Sudah 2 minggu sejak kejadian malam itu, saat Lukman pulang dengan keadaan mabuk. Nayla tidak berani mengungkit masalah itu lagi. Takut hubungannya akan semakin buruk.
Dan sudah sekitar sebulan ini Nayla tidak berhenti siklus menstruasinya. Wanita itu sedikit frustasi karena Lukman menjadi semakin tak terkendali.
"Nay! Masak sudah sebulan kamu nggak selesai, sih?" Lukman berkaca pinggang di sebelah wanita itu. Nayla kini tengah bermain bersama Kina, anaknya. Nayla hanya menunduk, karena dia sendiri tidak tahu jawabannya.

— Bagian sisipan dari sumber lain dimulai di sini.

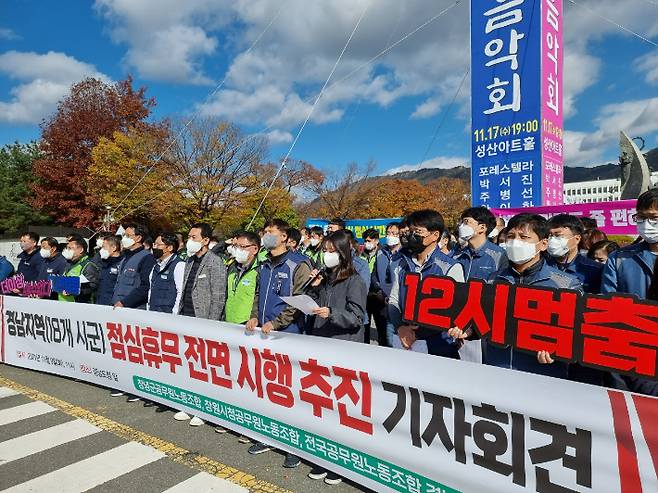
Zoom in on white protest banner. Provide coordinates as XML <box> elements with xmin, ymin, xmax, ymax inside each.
<box><xmin>0</xmin><ymin>297</ymin><xmax>658</xmax><ymax>493</ymax></box>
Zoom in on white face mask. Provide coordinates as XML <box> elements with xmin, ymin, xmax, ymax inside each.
<box><xmin>233</xmin><ymin>248</ymin><xmax>249</xmax><ymax>264</ymax></box>
<box><xmin>548</xmin><ymin>236</ymin><xmax>571</xmax><ymax>257</ymax></box>
<box><xmin>386</xmin><ymin>236</ymin><xmax>400</xmax><ymax>246</ymax></box>
<box><xmin>505</xmin><ymin>240</ymin><xmax>537</xmax><ymax>265</ymax></box>
<box><xmin>186</xmin><ymin>240</ymin><xmax>203</xmax><ymax>257</ymax></box>
<box><xmin>637</xmin><ymin>219</ymin><xmax>658</xmax><ymax>243</ymax></box>
<box><xmin>324</xmin><ymin>252</ymin><xmax>340</xmax><ymax>269</ymax></box>
<box><xmin>458</xmin><ymin>224</ymin><xmax>475</xmax><ymax>241</ymax></box>
<box><xmin>121</xmin><ymin>236</ymin><xmax>135</xmax><ymax>248</ymax></box>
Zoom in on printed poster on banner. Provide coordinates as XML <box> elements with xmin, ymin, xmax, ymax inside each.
<box><xmin>0</xmin><ymin>297</ymin><xmax>658</xmax><ymax>493</ymax></box>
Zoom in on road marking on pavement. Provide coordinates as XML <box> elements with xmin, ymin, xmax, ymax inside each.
<box><xmin>0</xmin><ymin>387</ymin><xmax>20</xmax><ymax>399</ymax></box>
<box><xmin>0</xmin><ymin>419</ymin><xmax>103</xmax><ymax>465</ymax></box>
<box><xmin>0</xmin><ymin>376</ymin><xmax>293</xmax><ymax>493</ymax></box>
<box><xmin>0</xmin><ymin>401</ymin><xmax>55</xmax><ymax>426</ymax></box>
<box><xmin>162</xmin><ymin>472</ymin><xmax>249</xmax><ymax>493</ymax></box>
<box><xmin>3</xmin><ymin>442</ymin><xmax>165</xmax><ymax>493</ymax></box>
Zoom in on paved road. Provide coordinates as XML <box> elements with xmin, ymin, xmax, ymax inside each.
<box><xmin>0</xmin><ymin>364</ymin><xmax>369</xmax><ymax>493</ymax></box>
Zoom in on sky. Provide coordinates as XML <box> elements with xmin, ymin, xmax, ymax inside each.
<box><xmin>0</xmin><ymin>0</ymin><xmax>658</xmax><ymax>174</ymax></box>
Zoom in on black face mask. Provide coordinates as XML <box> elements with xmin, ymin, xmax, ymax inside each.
<box><xmin>407</xmin><ymin>233</ymin><xmax>426</xmax><ymax>254</ymax></box>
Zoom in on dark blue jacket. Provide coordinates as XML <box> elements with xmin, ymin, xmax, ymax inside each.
<box><xmin>112</xmin><ymin>247</ymin><xmax>155</xmax><ymax>310</ymax></box>
<box><xmin>258</xmin><ymin>250</ymin><xmax>312</xmax><ymax>334</ymax></box>
<box><xmin>17</xmin><ymin>248</ymin><xmax>44</xmax><ymax>281</ymax></box>
<box><xmin>149</xmin><ymin>255</ymin><xmax>182</xmax><ymax>313</ymax></box>
<box><xmin>370</xmin><ymin>248</ymin><xmax>399</xmax><ymax>298</ymax></box>
<box><xmin>39</xmin><ymin>252</ymin><xmax>69</xmax><ymax>281</ymax></box>
<box><xmin>0</xmin><ymin>255</ymin><xmax>14</xmax><ymax>281</ymax></box>
<box><xmin>548</xmin><ymin>253</ymin><xmax>603</xmax><ymax>294</ymax></box>
<box><xmin>450</xmin><ymin>240</ymin><xmax>509</xmax><ymax>280</ymax></box>
<box><xmin>388</xmin><ymin>247</ymin><xmax>464</xmax><ymax>359</ymax></box>
<box><xmin>483</xmin><ymin>259</ymin><xmax>582</xmax><ymax>378</ymax></box>
<box><xmin>601</xmin><ymin>241</ymin><xmax>658</xmax><ymax>397</ymax></box>
<box><xmin>96</xmin><ymin>256</ymin><xmax>123</xmax><ymax>306</ymax></box>
<box><xmin>601</xmin><ymin>241</ymin><xmax>656</xmax><ymax>298</ymax></box>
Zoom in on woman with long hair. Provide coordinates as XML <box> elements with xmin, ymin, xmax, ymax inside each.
<box><xmin>308</xmin><ymin>230</ymin><xmax>367</xmax><ymax>484</ymax></box>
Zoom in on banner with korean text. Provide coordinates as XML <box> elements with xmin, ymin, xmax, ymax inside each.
<box><xmin>0</xmin><ymin>297</ymin><xmax>658</xmax><ymax>493</ymax></box>
<box><xmin>491</xmin><ymin>200</ymin><xmax>637</xmax><ymax>235</ymax></box>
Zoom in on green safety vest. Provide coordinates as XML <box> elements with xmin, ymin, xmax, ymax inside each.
<box><xmin>57</xmin><ymin>255</ymin><xmax>89</xmax><ymax>303</ymax></box>
<box><xmin>361</xmin><ymin>253</ymin><xmax>377</xmax><ymax>274</ymax></box>
<box><xmin>225</xmin><ymin>260</ymin><xmax>258</xmax><ymax>324</ymax></box>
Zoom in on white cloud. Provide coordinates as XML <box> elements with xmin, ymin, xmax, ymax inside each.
<box><xmin>0</xmin><ymin>51</ymin><xmax>109</xmax><ymax>123</ymax></box>
<box><xmin>635</xmin><ymin>51</ymin><xmax>658</xmax><ymax>84</ymax></box>
<box><xmin>384</xmin><ymin>156</ymin><xmax>470</xmax><ymax>175</ymax></box>
<box><xmin>0</xmin><ymin>27</ymin><xmax>20</xmax><ymax>41</ymax></box>
<box><xmin>95</xmin><ymin>0</ymin><xmax>230</xmax><ymax>84</ymax></box>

"Ck! Kalau suami nanya jawab, kek. Jangan cuma diem kayak orang bisu aja." Lukman benar-benar geram kali ini. Sudah hasratnya lama tak terpenuhi kini malah punya istri yang jika diajak berbicara hanya diam saja.
"Aku mesti jawab apa, Mas? Aku sendiri nggak tahu alasannya," lirih Nayla. Bukan maunya dia mengalami menstruasi sepanjang hari, tapi apa mau dikata. Hingga detik ini, belum ada tanda-tanda akan berhenti.
Bahkan badannya kini terlihat semakin kurus kering dan dirinya juga semakin sering merasa pusing. Apalagi jika habis duduk, pastinya kepalanya akan berkunang-kunang jika langsung berdiri.
"Ibuk, Ibuk, Nina mau maem." Hanya celotehan Kina, anaknyalah yang menjadi pelipur laranya kini. Gadis kecil itu kini tengah bermain boneka di depan televisi. Di atas karpet bulu berwarna hijau dengan motif keropi di atasnya. Tokoh kodok kartun kesukaan Kyna.
"Iya, Sayang. Tunggu sebentar, ya. Ibu ambilkan maem dulu." Nayla beranjak dari duduknya untuk mengambilkan anaknya makanan. Berada di dekat Lukman hanya akan mendapat berbagai macam perkataan kasar. Laki-laki itu tak segan untuk merendahkan istrinya.
Saat hendak melangkah, Nayla merasakan kepalanya pening dan tubuhnya seakan kehilangan keseimbangan. Untung saja di hadapannya ada punggung kursi yang bisa dia jadikan pegangan saat tubuhnya terasa limbung.
Nayla memejamkan matanya sejenak, mencoba menyeimbangkan tubuhnya. Setelah merasa lebih baik, Nayla kembali melangkah menuju dapur untuk mengambilkan Kina makan.
Saat kembali ke ruang tengah, tak dilihatnya lagi bayangan suaminya. Entah ke mana kini laki-laki itu? Tak ingin menambah beban pikirannya, Nayla kembali fokus pada putrinya. Disuapinya putrinya itu dengan perlahan. Kina makan dengan lahap, membuat Nayla kembali bersemangat untuk menjalani hidup.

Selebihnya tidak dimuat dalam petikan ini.